Phlegmasia Cerulea Dolens in a 21-Year-Old Female Patient Following Depo-Provera Injection: A Case Report
Shadrack Ansong, Julianne Meany, Chinazor Umerah, Chika Okafor

TL;DR
A 21-year-old woman developed a rare blood clot condition after a Depo-Provera injection, requiring urgent treatment and highlighting the need for careful monitoring.
Contribution
This case report highlights a potential link between Depo-Provera and phlegmasia cerulea dolens, a rare form of deep vein thrombosis.
Findings
The patient developed extensive DVT and pulmonary embolisms following a Depo-Provera injection.
Multidisciplinary interventions including thrombectomy and thrombolysis led to favorable outcomes.

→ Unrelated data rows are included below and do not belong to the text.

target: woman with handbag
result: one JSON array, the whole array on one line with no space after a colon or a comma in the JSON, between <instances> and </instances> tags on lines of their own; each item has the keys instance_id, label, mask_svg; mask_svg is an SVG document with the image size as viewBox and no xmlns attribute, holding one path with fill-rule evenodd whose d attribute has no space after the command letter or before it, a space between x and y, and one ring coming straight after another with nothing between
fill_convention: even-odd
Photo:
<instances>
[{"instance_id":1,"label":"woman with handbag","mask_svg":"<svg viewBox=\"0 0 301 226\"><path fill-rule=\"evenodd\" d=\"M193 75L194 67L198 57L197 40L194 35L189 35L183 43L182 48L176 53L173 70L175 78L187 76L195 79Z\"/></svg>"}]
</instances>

The case underscores the importance of prompt diagnosis and management in similar cases.
Abstract
Phlegmasia cerulea dolens (PCD) is a rare and severe form of deep vein thrombosis (DVT) associated with limb ischemia. We present the case of a 21-year-old female patient who presented with lower extremity numbness, pain, and swelling, accompanied by pleuritic chest pain and shortness of breath. She had a recent history of receiving a Depo-Provera shot for birth control. Diagnostic assessments revealed an extensive femoral-to-popliteal DVT and bilateral pulmonary embolisms. The patient underwent a series of interventions, including thrombectomy, catheter-directed thrombolysis, and repeat thrombectomy with venoplasty. She was discharged on anticoagulation therapy and showed favorable outcomes during her hospital stay. This case highlights the potential association between Depo-Provera use and the development of PCD, emphasizing the importance of prompt diagnosis, multidisciplinary…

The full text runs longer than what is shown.